Tennet (also Tenet (early language survey), and Irenge (to the Lopit people)) is a Nilo-Saharan, Eastern Sudanic, Surmic language spoken by the Tennet people. The Tennet home area is a group of five villages at the northern end of the Lopit mountains, 65 kilometers northeast of Torit.

Note that most consonants are members of a fortis/lenis pair, and that fortis may be realized phonetically in several ways: lengthening, change from ingressive to egressive, trilling, devoicing, and fricative hardening (becoming a stop). Note also that the fortis counterpart of the voiced velar fricative [ɣ] has been omitted. In Randal (1995), the consonant chart includes it to show the consonants in the Tennet orthography. The fortis counterpart of [ɣ] is omitted here because it is phonetically identical to the fortis counterpart of [k].

Tennet has five [+ATR] vowels and five corresponding [-ATR] vowels. The vowels are /i/, /e/, /a/, /o/, /u/, and in the current orthography, [+ATR] vowels are marked with an underline. Tongue height may vary slightly without affecting the [ATR] quality of a vowel, so unlike certain West African languages (e.g. Akan and Igbo), the [+ATR] /e/, for example, may actually be slightly lower than the [-ATR] /e/. The [+ATR] feature spreads from right to left, so a [+ATR] suffix will cause the vowels in a [-ATR] stem to become [+ATR]. Tennet uses [ATR] to mark lexical and grammatical distinctions.

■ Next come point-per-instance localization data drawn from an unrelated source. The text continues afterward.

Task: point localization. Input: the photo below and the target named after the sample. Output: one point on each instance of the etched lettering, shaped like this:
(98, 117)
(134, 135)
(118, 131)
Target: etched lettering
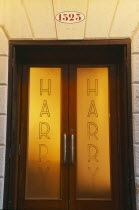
(92, 109)
(45, 109)
(92, 129)
(92, 90)
(47, 90)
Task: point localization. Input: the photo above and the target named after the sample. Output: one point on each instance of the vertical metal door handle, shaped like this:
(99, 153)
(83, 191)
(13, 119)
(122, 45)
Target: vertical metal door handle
(72, 148)
(65, 148)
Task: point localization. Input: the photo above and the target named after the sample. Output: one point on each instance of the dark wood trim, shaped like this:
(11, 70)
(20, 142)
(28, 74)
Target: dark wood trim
(72, 42)
(12, 133)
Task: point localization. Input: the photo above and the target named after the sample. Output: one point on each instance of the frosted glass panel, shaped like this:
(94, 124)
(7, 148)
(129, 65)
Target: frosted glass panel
(43, 150)
(93, 155)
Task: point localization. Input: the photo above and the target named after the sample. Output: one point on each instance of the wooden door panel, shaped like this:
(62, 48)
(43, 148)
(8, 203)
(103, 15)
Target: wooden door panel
(104, 193)
(36, 140)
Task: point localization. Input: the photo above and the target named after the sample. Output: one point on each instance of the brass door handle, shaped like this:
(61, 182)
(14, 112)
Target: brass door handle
(72, 148)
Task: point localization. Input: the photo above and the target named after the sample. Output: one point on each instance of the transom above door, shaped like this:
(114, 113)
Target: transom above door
(68, 135)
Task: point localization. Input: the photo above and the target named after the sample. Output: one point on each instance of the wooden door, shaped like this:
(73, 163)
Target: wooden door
(43, 171)
(93, 126)
(69, 140)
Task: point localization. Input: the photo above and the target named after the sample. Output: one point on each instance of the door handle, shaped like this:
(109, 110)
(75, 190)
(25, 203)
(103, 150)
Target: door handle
(72, 148)
(65, 148)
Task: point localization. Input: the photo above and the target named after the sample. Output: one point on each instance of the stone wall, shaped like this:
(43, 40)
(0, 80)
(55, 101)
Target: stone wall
(35, 20)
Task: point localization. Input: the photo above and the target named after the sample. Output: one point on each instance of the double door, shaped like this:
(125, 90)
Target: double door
(69, 138)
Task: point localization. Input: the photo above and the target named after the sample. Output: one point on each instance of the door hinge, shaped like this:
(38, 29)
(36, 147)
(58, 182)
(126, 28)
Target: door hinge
(10, 153)
(13, 57)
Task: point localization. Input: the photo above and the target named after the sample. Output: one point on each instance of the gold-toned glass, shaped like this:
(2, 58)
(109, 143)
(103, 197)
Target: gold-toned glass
(93, 143)
(43, 149)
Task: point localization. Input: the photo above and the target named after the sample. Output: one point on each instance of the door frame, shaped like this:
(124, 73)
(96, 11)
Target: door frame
(15, 63)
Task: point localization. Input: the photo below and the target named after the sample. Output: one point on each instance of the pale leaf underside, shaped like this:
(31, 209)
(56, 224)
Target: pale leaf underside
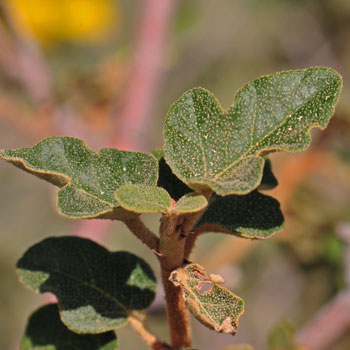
(211, 148)
(46, 331)
(87, 179)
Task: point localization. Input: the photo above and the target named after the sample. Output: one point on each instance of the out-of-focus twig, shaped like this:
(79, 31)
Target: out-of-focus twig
(145, 75)
(333, 320)
(328, 325)
(24, 60)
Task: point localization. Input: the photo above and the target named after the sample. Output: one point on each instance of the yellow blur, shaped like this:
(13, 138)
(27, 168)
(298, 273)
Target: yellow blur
(67, 20)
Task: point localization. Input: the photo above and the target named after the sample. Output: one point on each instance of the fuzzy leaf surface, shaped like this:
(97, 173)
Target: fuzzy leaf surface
(45, 331)
(254, 216)
(95, 288)
(213, 305)
(190, 203)
(210, 148)
(268, 181)
(143, 199)
(87, 179)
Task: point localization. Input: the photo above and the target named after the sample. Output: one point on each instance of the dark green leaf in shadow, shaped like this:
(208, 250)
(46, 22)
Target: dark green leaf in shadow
(87, 179)
(209, 148)
(214, 306)
(268, 181)
(45, 331)
(143, 199)
(190, 203)
(96, 289)
(253, 215)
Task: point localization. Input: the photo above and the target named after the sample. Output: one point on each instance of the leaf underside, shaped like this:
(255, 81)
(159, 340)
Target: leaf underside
(143, 199)
(96, 289)
(217, 308)
(45, 331)
(254, 216)
(87, 179)
(209, 148)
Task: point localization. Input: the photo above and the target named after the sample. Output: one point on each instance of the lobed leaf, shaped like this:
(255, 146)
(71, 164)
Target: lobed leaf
(96, 289)
(143, 199)
(209, 148)
(253, 215)
(190, 203)
(217, 308)
(45, 331)
(87, 179)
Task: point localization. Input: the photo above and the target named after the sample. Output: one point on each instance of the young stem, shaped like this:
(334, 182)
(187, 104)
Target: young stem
(138, 228)
(174, 231)
(149, 338)
(171, 249)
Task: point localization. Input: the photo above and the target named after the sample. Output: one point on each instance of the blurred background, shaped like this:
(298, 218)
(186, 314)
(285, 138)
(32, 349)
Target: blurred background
(107, 71)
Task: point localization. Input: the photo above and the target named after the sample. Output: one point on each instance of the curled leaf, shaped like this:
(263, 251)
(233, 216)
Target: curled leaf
(143, 199)
(46, 331)
(254, 216)
(96, 289)
(213, 305)
(210, 148)
(87, 179)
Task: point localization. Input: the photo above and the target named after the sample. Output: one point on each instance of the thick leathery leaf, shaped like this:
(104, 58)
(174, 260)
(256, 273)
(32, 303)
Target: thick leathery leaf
(143, 199)
(268, 181)
(96, 289)
(209, 148)
(88, 179)
(173, 185)
(213, 305)
(45, 331)
(253, 215)
(190, 203)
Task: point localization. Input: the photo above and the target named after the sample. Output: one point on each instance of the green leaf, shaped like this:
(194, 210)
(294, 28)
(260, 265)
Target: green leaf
(209, 148)
(190, 203)
(88, 179)
(173, 185)
(214, 306)
(143, 199)
(45, 331)
(283, 337)
(96, 289)
(253, 215)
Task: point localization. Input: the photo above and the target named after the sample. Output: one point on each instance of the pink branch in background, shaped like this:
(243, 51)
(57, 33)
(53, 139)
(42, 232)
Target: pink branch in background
(141, 93)
(145, 76)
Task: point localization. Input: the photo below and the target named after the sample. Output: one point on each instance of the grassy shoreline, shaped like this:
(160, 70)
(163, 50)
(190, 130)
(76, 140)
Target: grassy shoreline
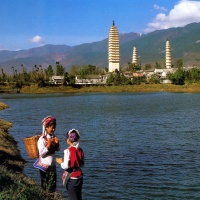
(189, 88)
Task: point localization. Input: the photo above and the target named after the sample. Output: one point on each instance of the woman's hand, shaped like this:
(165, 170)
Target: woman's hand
(59, 160)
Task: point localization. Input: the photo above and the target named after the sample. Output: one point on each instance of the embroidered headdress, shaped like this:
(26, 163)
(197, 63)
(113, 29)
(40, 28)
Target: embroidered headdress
(46, 121)
(73, 135)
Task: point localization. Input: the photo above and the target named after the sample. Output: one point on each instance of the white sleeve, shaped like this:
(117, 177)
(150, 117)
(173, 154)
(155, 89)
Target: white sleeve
(65, 164)
(41, 147)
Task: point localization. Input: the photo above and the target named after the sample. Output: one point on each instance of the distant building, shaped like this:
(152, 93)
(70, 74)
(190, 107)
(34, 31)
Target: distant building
(168, 55)
(135, 56)
(57, 80)
(91, 80)
(113, 49)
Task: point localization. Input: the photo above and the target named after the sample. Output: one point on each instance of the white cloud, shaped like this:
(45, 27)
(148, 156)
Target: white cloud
(185, 12)
(37, 39)
(156, 7)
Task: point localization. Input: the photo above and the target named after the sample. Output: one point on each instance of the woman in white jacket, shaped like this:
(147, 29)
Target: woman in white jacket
(47, 145)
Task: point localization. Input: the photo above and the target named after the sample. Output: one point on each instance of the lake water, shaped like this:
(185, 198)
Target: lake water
(137, 145)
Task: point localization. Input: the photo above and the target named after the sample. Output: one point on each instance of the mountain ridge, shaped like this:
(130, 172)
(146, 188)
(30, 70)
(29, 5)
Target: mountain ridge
(184, 41)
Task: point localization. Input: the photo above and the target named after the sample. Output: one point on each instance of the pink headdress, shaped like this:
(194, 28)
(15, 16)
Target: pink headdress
(46, 121)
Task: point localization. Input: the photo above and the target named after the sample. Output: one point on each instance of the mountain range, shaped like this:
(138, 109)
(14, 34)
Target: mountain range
(184, 41)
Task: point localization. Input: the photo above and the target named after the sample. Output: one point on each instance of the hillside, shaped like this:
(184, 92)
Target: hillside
(185, 44)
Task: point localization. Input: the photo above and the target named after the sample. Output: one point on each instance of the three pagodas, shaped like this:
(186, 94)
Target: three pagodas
(114, 51)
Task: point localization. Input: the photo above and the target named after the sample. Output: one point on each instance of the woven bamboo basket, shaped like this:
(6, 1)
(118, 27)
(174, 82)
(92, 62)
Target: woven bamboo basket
(31, 146)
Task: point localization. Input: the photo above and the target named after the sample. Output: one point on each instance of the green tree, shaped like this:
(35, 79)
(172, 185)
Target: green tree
(50, 72)
(60, 70)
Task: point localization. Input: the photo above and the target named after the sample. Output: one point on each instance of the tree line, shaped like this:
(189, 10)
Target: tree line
(39, 75)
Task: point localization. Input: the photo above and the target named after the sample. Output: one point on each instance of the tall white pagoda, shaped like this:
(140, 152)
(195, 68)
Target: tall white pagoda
(113, 49)
(135, 56)
(168, 60)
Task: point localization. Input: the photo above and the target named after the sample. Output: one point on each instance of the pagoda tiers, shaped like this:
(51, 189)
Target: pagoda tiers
(135, 57)
(113, 49)
(168, 55)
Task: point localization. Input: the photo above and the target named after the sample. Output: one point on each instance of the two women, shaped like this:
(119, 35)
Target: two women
(72, 162)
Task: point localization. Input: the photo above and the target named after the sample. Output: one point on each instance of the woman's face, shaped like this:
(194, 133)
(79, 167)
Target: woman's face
(50, 129)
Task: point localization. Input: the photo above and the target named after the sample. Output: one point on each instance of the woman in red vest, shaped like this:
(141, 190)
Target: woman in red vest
(72, 163)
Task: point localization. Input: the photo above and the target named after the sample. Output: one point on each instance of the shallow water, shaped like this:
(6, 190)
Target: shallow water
(137, 145)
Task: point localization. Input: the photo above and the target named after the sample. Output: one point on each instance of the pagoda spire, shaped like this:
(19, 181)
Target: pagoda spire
(113, 22)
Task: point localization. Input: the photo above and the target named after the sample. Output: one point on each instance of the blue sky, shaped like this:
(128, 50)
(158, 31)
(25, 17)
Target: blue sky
(27, 24)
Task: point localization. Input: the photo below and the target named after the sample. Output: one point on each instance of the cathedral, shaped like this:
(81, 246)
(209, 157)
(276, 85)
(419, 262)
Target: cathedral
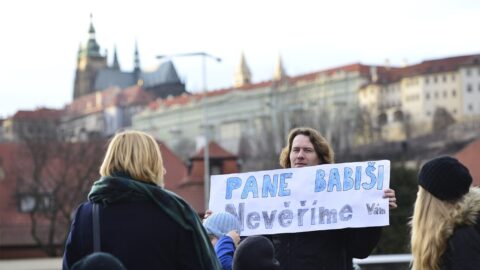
(94, 74)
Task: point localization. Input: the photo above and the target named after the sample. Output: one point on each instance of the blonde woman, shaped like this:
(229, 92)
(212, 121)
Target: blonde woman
(142, 224)
(445, 222)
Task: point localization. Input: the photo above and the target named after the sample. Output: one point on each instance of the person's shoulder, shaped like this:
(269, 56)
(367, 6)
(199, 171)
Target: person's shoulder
(465, 234)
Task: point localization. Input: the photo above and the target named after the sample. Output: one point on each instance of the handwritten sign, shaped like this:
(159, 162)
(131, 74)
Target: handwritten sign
(323, 197)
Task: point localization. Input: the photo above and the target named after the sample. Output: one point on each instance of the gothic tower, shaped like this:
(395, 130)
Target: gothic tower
(279, 72)
(242, 74)
(89, 62)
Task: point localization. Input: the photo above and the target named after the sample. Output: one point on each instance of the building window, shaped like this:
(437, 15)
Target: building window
(398, 116)
(469, 88)
(30, 202)
(382, 119)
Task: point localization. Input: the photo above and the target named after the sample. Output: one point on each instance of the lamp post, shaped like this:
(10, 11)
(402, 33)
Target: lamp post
(206, 156)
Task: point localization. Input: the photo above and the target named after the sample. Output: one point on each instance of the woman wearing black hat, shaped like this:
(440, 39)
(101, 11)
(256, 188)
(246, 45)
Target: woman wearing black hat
(446, 218)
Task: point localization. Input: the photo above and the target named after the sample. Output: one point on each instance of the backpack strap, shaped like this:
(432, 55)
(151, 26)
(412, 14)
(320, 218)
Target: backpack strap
(96, 227)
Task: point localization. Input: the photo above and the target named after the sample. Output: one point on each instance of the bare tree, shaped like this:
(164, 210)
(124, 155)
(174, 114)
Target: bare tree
(53, 177)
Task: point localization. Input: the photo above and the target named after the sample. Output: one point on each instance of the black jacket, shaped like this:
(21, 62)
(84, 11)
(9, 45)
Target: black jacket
(463, 249)
(138, 233)
(324, 250)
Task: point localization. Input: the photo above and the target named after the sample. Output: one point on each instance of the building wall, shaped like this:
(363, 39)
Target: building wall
(249, 111)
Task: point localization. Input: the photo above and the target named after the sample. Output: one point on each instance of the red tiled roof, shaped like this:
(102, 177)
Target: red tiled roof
(176, 169)
(114, 96)
(185, 99)
(470, 157)
(134, 95)
(393, 74)
(214, 151)
(42, 113)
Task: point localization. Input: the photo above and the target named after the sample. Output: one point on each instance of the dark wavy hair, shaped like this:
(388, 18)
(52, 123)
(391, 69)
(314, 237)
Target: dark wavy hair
(322, 147)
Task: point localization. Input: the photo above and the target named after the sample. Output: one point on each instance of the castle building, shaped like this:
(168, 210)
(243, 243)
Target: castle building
(94, 74)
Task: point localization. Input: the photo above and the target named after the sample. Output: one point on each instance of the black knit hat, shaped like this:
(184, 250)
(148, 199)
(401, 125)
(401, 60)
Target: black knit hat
(255, 253)
(445, 178)
(99, 261)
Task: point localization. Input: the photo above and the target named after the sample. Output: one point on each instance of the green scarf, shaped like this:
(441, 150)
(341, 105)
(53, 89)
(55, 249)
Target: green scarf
(111, 189)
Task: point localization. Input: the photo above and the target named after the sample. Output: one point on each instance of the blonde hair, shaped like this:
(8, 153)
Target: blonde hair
(322, 147)
(432, 223)
(135, 153)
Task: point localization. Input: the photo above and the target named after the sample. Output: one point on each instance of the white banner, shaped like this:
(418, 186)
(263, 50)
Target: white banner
(322, 197)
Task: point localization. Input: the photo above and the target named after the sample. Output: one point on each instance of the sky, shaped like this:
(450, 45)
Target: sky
(41, 38)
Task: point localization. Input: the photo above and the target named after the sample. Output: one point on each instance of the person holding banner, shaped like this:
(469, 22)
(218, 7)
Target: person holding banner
(446, 217)
(327, 249)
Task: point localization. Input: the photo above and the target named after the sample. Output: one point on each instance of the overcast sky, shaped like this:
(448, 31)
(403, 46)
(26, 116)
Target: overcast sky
(40, 39)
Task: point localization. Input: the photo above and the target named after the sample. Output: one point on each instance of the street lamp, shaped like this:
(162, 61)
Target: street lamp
(206, 156)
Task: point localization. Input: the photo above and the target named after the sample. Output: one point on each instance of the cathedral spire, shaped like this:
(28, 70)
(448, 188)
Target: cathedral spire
(279, 72)
(92, 48)
(115, 64)
(242, 74)
(136, 64)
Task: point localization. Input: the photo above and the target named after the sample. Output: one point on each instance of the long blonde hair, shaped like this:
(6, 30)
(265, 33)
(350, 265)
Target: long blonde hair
(135, 153)
(432, 224)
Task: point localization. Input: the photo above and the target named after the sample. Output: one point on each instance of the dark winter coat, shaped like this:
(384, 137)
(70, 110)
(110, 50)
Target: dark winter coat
(324, 250)
(138, 231)
(463, 248)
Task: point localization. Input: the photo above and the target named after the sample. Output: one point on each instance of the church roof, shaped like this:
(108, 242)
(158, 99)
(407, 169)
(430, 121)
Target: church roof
(108, 77)
(164, 74)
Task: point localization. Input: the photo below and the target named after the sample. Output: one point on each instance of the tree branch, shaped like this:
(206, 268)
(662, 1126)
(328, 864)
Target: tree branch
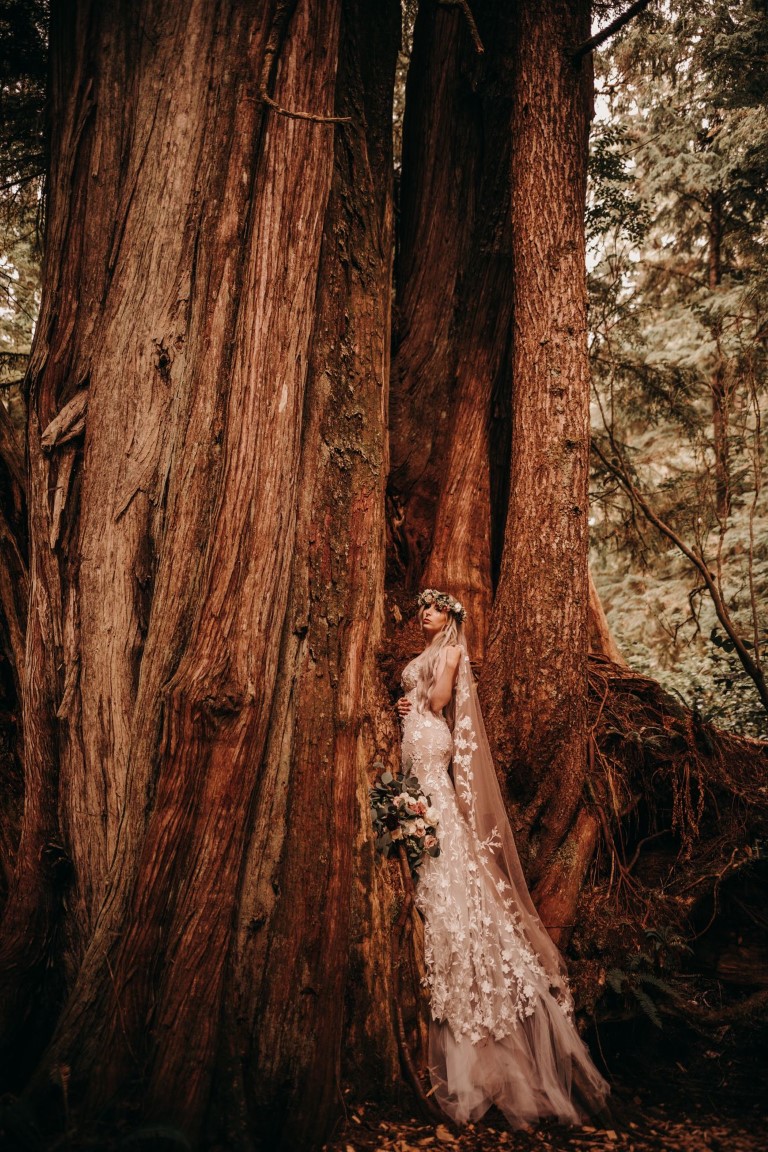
(470, 20)
(750, 666)
(599, 38)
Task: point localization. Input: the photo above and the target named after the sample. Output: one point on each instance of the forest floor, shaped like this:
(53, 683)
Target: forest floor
(714, 1103)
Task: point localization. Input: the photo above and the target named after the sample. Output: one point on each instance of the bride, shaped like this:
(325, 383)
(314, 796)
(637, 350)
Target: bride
(502, 1027)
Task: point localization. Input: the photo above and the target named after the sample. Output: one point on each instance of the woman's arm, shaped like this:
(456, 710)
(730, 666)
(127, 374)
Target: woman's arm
(442, 689)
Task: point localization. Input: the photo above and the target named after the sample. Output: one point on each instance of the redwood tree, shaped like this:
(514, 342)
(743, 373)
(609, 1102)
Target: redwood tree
(196, 923)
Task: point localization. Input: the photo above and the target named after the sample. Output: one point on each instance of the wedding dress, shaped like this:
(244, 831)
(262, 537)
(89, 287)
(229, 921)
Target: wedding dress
(502, 1027)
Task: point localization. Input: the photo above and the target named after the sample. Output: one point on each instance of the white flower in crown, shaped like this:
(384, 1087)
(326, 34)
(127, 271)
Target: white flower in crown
(442, 601)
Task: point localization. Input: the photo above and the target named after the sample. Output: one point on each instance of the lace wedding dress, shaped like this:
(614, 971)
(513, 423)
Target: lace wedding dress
(502, 1024)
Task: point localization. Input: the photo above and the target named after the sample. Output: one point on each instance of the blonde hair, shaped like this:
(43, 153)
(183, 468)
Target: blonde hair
(451, 634)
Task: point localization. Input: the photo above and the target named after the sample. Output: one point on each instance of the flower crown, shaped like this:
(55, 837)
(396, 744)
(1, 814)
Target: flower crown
(442, 601)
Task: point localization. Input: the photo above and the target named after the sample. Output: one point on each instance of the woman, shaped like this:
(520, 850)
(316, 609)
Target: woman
(502, 1024)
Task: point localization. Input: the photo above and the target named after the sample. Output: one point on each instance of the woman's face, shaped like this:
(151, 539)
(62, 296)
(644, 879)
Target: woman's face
(433, 621)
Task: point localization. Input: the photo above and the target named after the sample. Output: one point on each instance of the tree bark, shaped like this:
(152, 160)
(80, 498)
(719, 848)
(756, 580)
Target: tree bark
(192, 695)
(534, 679)
(601, 638)
(454, 304)
(720, 414)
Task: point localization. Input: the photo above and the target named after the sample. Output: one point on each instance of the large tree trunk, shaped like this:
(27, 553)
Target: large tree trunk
(192, 692)
(534, 679)
(454, 292)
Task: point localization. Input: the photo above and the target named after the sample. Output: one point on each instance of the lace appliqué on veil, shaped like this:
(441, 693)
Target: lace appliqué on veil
(481, 971)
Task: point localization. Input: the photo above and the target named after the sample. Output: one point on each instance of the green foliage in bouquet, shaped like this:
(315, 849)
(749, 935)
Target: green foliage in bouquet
(402, 813)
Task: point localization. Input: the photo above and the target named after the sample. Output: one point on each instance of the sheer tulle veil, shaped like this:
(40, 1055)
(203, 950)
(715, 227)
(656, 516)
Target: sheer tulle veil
(502, 1027)
(480, 802)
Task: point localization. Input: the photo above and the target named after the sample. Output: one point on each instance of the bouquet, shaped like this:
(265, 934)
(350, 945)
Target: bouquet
(402, 813)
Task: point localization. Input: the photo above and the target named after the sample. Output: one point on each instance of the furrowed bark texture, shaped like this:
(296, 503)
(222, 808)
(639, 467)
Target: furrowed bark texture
(295, 986)
(190, 689)
(534, 679)
(455, 303)
(436, 211)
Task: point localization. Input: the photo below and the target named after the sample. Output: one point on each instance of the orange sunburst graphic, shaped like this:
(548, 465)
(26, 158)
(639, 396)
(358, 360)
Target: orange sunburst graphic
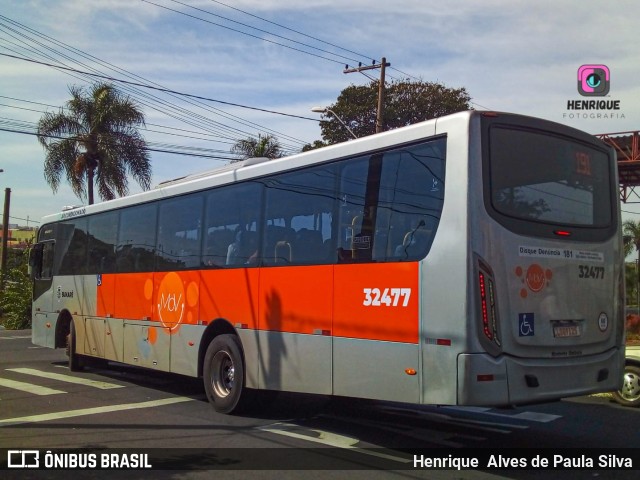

Any of the ten vowels may be lengthened. In the orthography, vowels are doubled to show length.

Tennet has two level tones and a falling tone. A rising tone is treated as a low-high sequence, because it occurs only on long vowels. In the current orthography the high tone is marked with an acute accent, falling is marked with a circumflex, and low is unmarked. Tone often marks grammatical relations and occasionally marks lexical distinctions.